In the battery sector, interested companies can apply for funding until 24 April 2025. Successful applicants should have a signed grant agreement by the first quarter of 2026. The EU Commission does not provide any information on the maximum amount of funding per project. However, it notes that the selection criteria have changed compared to the previous calls for proposals under the Innovation Fund (‘IF23’). Specifically, the projects submitted must be assessed in terms of their potential to reduce greenhouse gas emissions, degree of innovation, project maturity, reproducibility, and cost efficiency.
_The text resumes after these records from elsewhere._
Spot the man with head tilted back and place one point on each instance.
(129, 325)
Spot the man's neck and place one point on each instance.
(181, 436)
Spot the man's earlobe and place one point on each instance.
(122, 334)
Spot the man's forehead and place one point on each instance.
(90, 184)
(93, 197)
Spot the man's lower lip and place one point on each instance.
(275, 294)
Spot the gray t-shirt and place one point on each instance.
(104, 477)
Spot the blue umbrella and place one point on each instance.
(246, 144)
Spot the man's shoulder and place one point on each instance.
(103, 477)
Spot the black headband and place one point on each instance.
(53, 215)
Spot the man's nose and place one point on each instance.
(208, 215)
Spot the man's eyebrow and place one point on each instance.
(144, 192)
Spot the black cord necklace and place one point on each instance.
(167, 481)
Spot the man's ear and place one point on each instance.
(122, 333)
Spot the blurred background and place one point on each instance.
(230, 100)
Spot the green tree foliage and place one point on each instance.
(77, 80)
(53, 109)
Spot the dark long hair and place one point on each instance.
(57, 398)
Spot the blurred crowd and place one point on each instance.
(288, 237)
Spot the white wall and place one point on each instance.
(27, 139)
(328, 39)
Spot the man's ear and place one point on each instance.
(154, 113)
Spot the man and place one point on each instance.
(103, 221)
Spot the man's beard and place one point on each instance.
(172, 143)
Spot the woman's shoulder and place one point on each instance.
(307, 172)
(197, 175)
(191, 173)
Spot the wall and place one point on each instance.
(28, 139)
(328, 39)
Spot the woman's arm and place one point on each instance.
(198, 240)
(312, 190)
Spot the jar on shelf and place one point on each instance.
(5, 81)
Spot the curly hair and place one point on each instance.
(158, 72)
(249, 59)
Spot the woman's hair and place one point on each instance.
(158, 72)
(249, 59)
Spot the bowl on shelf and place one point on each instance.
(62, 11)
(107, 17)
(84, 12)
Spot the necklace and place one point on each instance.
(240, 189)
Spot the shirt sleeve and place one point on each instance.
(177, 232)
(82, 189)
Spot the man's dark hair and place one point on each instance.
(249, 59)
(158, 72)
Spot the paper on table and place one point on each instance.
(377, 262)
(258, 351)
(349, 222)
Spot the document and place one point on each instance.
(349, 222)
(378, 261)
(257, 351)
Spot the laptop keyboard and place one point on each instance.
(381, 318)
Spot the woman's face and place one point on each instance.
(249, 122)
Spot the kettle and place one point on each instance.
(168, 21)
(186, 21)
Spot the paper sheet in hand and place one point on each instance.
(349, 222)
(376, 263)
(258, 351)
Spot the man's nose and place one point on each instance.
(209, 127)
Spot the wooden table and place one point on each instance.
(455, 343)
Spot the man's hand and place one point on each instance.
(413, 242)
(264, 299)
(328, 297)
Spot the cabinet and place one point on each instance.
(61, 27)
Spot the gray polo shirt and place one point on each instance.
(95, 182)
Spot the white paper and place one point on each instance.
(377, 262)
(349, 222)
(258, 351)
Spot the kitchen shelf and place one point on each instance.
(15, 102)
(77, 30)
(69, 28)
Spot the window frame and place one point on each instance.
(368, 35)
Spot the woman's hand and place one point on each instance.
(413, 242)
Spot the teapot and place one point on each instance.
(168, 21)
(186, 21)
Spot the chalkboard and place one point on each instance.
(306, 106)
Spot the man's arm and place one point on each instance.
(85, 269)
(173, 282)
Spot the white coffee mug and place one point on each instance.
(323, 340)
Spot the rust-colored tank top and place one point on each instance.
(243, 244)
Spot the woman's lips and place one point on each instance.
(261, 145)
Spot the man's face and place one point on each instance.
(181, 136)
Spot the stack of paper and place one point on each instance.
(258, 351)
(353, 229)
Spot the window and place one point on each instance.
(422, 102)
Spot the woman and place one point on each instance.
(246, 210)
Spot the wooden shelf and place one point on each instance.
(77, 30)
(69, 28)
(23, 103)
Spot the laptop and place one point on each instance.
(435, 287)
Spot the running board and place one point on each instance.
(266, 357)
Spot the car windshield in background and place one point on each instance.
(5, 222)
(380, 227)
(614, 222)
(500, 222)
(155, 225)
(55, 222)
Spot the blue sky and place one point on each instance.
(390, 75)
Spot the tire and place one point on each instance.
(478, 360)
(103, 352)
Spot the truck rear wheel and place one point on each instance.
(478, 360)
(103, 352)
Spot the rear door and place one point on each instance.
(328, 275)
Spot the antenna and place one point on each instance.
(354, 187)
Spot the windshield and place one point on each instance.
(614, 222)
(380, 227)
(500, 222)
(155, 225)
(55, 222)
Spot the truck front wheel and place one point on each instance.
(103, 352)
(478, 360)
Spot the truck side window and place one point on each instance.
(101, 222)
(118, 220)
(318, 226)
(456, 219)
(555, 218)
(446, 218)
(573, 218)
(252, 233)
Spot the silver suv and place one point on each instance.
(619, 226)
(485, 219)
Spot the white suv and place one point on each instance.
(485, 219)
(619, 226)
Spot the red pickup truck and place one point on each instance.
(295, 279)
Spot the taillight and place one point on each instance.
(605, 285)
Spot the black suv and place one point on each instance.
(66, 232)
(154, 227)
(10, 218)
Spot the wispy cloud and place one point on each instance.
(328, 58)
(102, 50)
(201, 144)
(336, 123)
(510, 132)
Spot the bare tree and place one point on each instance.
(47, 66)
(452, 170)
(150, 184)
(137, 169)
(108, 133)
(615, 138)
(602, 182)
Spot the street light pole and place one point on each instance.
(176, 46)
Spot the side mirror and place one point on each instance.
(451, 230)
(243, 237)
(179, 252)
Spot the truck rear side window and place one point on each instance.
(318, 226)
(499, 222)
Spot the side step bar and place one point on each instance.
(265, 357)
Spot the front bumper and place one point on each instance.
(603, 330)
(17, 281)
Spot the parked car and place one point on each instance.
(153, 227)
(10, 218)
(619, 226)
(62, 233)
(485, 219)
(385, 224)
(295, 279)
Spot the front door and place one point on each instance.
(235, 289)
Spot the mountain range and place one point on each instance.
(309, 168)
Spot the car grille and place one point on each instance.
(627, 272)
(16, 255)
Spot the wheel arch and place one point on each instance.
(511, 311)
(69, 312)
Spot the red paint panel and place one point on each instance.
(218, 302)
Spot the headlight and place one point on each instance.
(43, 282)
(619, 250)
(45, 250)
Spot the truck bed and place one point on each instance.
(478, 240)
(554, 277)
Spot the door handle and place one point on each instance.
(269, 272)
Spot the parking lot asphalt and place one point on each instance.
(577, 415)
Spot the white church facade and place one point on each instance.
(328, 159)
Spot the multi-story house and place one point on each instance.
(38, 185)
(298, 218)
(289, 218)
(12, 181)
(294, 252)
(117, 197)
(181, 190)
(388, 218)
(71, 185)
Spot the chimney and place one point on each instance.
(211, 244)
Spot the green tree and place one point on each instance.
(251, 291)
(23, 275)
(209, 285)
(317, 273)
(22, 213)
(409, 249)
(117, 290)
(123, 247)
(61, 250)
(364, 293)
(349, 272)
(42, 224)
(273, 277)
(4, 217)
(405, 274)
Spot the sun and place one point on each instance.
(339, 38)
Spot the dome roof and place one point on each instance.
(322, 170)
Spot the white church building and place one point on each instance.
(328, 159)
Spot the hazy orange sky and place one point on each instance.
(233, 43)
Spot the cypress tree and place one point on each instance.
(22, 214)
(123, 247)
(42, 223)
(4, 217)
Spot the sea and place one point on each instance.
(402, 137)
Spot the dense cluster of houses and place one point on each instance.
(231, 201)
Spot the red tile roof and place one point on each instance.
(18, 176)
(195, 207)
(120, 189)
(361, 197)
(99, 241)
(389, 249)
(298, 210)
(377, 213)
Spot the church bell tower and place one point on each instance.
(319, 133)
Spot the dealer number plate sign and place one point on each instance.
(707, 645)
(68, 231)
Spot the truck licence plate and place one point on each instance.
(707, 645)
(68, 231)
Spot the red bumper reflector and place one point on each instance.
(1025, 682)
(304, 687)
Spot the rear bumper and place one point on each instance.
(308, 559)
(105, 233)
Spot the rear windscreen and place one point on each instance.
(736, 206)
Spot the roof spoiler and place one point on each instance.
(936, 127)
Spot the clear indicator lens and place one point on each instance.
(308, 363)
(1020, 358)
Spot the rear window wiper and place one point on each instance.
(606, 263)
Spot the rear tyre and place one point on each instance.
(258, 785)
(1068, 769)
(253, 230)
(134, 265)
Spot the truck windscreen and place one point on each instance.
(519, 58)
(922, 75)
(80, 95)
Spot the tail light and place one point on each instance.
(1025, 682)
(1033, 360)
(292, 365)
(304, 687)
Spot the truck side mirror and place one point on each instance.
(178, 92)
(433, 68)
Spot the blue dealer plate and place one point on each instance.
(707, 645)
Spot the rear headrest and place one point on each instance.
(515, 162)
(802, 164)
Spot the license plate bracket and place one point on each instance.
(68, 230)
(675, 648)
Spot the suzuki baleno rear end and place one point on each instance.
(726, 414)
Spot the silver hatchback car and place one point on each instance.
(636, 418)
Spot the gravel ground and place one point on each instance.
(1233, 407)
In addition, the Commission states that member states can supplement the call via the Innovation Fund with national funding programmes for the first time. According to Brussels, this new option enables member states to utilise the Innovation Fund’s evaluation procedure and the streamlined approval process for state aid. The new Commission under President Ursula von der Leyen describes the new call as a building block of a more comprehensive concept for mobilising investment in new technologies.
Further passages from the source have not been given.